Asymmetry between the two breasts may refer to their shape, volume and / or their position on the chest.
This asymmetry may appear at puberty and be part of a malformation of the breasts (tuberous breasts, Poland syndrome) or be related to “normal” breasts.
Asymmetry may also occur secondarily as a result of trauma (burned breasts, accident, and assault) or after surgery (removal of a benign or malignant breast tumour).

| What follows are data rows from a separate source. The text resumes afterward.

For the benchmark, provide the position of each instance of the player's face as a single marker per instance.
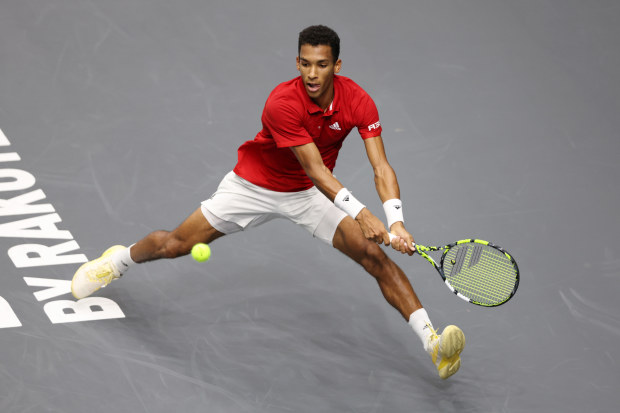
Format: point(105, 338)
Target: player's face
point(317, 68)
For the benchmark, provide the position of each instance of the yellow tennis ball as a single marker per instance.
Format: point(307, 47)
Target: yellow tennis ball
point(201, 252)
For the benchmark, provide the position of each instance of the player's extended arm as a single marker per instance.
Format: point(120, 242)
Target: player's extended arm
point(387, 188)
point(310, 159)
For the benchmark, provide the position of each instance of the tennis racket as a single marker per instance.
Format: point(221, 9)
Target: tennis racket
point(477, 271)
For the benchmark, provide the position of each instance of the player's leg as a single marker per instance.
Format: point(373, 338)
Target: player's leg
point(98, 273)
point(392, 281)
point(179, 242)
point(444, 349)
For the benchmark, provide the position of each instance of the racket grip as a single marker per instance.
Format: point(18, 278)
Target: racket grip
point(392, 236)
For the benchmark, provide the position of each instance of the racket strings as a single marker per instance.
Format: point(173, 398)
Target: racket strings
point(482, 273)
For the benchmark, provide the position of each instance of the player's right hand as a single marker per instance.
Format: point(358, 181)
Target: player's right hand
point(372, 227)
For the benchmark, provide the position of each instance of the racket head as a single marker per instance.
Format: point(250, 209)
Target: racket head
point(480, 272)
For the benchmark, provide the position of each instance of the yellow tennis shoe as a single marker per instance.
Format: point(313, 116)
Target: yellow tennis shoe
point(95, 274)
point(445, 350)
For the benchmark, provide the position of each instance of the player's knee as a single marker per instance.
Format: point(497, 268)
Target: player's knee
point(173, 247)
point(374, 258)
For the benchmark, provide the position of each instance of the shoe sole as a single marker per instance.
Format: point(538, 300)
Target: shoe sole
point(451, 347)
point(105, 253)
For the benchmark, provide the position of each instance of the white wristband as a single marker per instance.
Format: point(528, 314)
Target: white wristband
point(348, 203)
point(393, 211)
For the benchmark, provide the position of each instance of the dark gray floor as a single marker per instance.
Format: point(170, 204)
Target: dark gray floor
point(500, 117)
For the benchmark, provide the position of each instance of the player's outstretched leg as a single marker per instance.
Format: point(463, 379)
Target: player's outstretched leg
point(444, 349)
point(100, 272)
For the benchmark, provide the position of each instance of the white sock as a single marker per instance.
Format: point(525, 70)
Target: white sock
point(421, 324)
point(122, 259)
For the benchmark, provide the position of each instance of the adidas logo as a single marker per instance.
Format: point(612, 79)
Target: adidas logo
point(335, 126)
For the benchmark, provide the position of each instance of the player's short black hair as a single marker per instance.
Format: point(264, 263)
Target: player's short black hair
point(320, 35)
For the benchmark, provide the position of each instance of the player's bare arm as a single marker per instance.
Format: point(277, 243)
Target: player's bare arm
point(310, 159)
point(387, 188)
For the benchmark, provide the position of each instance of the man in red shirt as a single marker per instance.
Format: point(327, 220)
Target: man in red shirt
point(286, 172)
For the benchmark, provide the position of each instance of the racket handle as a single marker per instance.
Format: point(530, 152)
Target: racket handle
point(392, 236)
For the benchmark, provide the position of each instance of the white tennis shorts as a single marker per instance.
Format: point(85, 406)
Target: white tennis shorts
point(238, 204)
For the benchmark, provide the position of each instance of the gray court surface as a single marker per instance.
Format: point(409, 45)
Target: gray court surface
point(501, 119)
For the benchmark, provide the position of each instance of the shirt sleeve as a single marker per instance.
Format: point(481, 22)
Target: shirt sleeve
point(367, 118)
point(284, 122)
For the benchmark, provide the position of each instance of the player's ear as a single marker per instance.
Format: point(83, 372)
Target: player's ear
point(338, 66)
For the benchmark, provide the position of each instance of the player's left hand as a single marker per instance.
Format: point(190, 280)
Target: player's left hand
point(403, 241)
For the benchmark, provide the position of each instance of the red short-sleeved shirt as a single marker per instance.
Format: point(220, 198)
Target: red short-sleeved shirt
point(290, 118)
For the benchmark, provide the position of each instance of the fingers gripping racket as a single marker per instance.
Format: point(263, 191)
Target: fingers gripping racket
point(477, 271)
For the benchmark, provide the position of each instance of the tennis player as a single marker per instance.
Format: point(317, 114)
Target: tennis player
point(286, 172)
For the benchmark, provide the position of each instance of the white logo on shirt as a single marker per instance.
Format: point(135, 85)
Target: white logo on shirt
point(335, 126)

The asymmetry of the chest, especially when it is obvious and moreover if it is related to a malformation of the breasts, results in serious psychological and functional consequences. Patients can develop a complex and be anxious in their daily lives (sexual life, difficulties finding clothing that fits and having to wear a support bra, stopping certain sporting activities, fear of medical examinations).
Surgical treatment of asymmetric breasts utilises all of the plastic, reconstructive and aesthetic techniques that will be selected and combined on a case by case basis (reduction or increase in breast volume, treatment of breast ptosis, areola modification).
Patients are always very satisfied with the result because they regain their confidence and a better quality of life.
The patient usually returns home the day after the surgery as the pain is minimal and fatigue is moderate to none. The first waterproof dressing will be applied at Doctor Laveaux’s office after a few days and then showers can be permitted. A compression bra should be worn day and night for 1 month to support the breasts.
Thanks to the numerous precautions and the experience of the medical-surgical team, the risk of complications is low after a breast asymmetry surgery. In rare cases, the presence of a bruise may call for an intervention in the operating room during the stay at the clinic. The other complications are much less frequent (scar, infection…). Appropriate care will be taken in the event of a complication.